That I couldn't remember the name of the reader from the last exam doesn't bode well for my ability to pass the next one. My inability to recall names is universal and chronic, so at least I consistently look addled. It isn't as if I have a mental block just for the neorealists. (Yes, Waltz. Even I remember Waltz. But there were others, so he only gets me so far.)
A lot of boding today, and none of it good.
I've pretty much given up studying at this point. The consensus seems to be that I know what I'm talking about (I'm not a part of the consensus, but hey, who am I to argue?) and if I could just figure out the structure and those pesky names and titles, I'd be fine. Whew. And here I thought it was going to be something I've had trouble with.

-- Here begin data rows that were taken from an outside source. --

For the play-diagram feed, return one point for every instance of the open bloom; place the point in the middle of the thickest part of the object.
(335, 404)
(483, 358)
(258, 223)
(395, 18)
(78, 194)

Instead of cramming for the exam, a method that hasn't done me any good in the previous 23 years of schooling (I figured it out last week. I'm in the 24th grade), I'm reading a funny, funny book about calculus.
For instance:
That square root of 2 is like the Yeti or the Loch Ness monster, the snows of yesteryear, the dusky ghost by the dusty window--it is not there, it cannot be found, it is not part of the furniture of this or any other world....Whatever incommensurable magnitudes might be, they treated such things as if they were really numbers--irrational numbers, the irrational a nice inadvertant touch signifying the madness loitering around the very notion--and learned many tricks by which such numbers might be manipulated. In the twelfth century, for example, Bhaskara demonstrated correctly that [3^1/2 + 12^1/2 = 3*3^1/2], an achievement, I might add, utterly beyond the collective intellectual power, say, of the English department at Duke University. (It is pleasant to imagine members of the department sitting together in a long lecture hall, Marxists to one side, deconstructionists to the other, abusing one another roundly as they grapple with the problem.)It looks a lot better with the actual square root symbols, and if I could figure out how to code them, I would. But you get the idea. If mathematicians don't always take themselves seriously, why in the world should we?